Da che mondo è mondo…
“Se non ora, quando?”. Se lo son chiesto in molti, manifestando nelle piazze italiane il 13 febbraio. Hanno inteso contestare una certa deteriore immagine femminile emersa dal pettegolezzo d’alcova, oggi arma di lotta politica e giudiziaria, contrapponendo un’idea positiva della donna che da molto tempo è largamente condivisa nella società moderna. L’eccezione ad una commendevole dirittura morale è costituita dal comportamento di poche giovani, convinte che la via breve dell’affermazione personale inizi dalla disponibilità al potente di turno: con maggiori chance di successo quando nelle mani del satiro cui concedersi coesistano entrambi i poteri, politico e mediatico. Credo che l’esecrazione per questo patetico scambio di favori sia universale ed indiscussa, e prescinda dall’ hic et nunc: dovunque ed in ogni tempo, sotto le dittature ed in democrazia, qualcuno ha goduto (letteralmente) del proprio status per ottenere grazie muliebri altrimenti negate (con biunivoco vantaggio per “donatrice” e “ricevente”). Nihil novi sub sole.
Due esempi, i primi che ricordi, diversissimi per epoca e regime politico: già avanti con gli anni, Mao Zedong usava appartarsi con generose compagne (maggiorenni), che rapidamente facevano carriera nel PCC; poi l’affaire di Bill Clinton con la compiacente stagista (maggiorenne) nella stanza ovale.

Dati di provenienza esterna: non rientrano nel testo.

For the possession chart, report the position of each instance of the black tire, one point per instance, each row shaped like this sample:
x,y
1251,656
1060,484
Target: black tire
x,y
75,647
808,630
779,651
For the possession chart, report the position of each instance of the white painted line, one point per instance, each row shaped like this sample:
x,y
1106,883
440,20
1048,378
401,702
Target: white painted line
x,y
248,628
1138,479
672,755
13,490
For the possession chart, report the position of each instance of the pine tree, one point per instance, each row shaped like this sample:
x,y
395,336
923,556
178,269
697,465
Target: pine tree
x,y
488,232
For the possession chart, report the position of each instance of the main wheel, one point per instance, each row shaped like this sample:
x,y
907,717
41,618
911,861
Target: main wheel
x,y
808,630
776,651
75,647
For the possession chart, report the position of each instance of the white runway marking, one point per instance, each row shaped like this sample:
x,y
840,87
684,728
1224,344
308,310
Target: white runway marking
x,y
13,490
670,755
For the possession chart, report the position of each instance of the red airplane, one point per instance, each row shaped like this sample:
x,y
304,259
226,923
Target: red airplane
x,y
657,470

Quell’abitudine disinvolta e poco nota accresceva l’idolatria verso il “Grande Timoniere” ma unicamente nel suo entourage; non altrettanto può dirsi del Presidente democratico USA, piegatosi ad imbarazzanti scuse pubbliche. Ed anche qui da noi la consuetudine con giovani disinibite suscita giusta disapprovazione e compatimento per un anziano ricco costretto a pagarsi compagnia mercenaria per lenire la solitudine.
In conclusione, la manifestazione di folla della scorsa domenica ha riproposto una concezione limpida della dignità femminile che è ormai patrimonio di tutti…o quasi.
Con questo spirito, sarebbe pur apprezzabile una sollevazione popolare contro una figura di donna che giornali e televisioni continuano ad esibire in pubblicità, senza distinzioni di sorta tra media generalisti o specialistici, fasce d’orario e target di lettori o telespettatori. Il messaggio proposto alle generazioni nuove è scorretto e diseducativo, oltre che umiliante per la donna: la vera ribellione sarebbe boicottare quella carta stampata e quelle trasmissioni, ed i loro inserzionisti.